Film Review: BLACK CHRISTMAS (1974)

BLACK CHRISTMAS ***** Canada 1974 Dir: Bob Clark 92 mins

The ultimate festive slasher movie, and the creepiest Christmas horror film of all time. Despite a notable absence of nudity, sex and gore, it was a prominent forerunner to the American slasher cycle, employing many of the tropes and devices that would be established clichés by 1981. In a supremely sinister opening sequence, set against the backdrop of Christmas carols and a harsh Canadian winter, an unseen killer quietly invades a sorority house, killing one of the occupants and prompting an unsuccessful police manhunt headed by John Saxon, while her friend (Olivia Hussey) is terrorised by the deranged killer via disturbing phone calls.

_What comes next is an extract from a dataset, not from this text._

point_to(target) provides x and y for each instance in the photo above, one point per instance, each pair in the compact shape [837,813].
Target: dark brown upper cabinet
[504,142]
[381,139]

Among the most subtle and controlled of all slasher films, this emphasises character development and suspense, and finds low key but distressing scenes of credible horror, like the nocturnal search party that, in looking for the missing sorority girl, shockingly discovers a murdered schoolgirl instead. Director Clark uses the festive backdrop to heighten the sense of unease, notably intercutting the stabbing of sassy Margot Kidder with something that would normally be heart-warmingly Christmassy. For maximum effect, watch this alone on a frosty Christmas Eve and try not to get the chills during the still-bone-chilling sequence in which the killer sings a lullaby as he rocks a chair, in which sits one of his victims, her head wrapped in a plastic sheet and her hand cradling a teddy bear. Brrrrr indeed.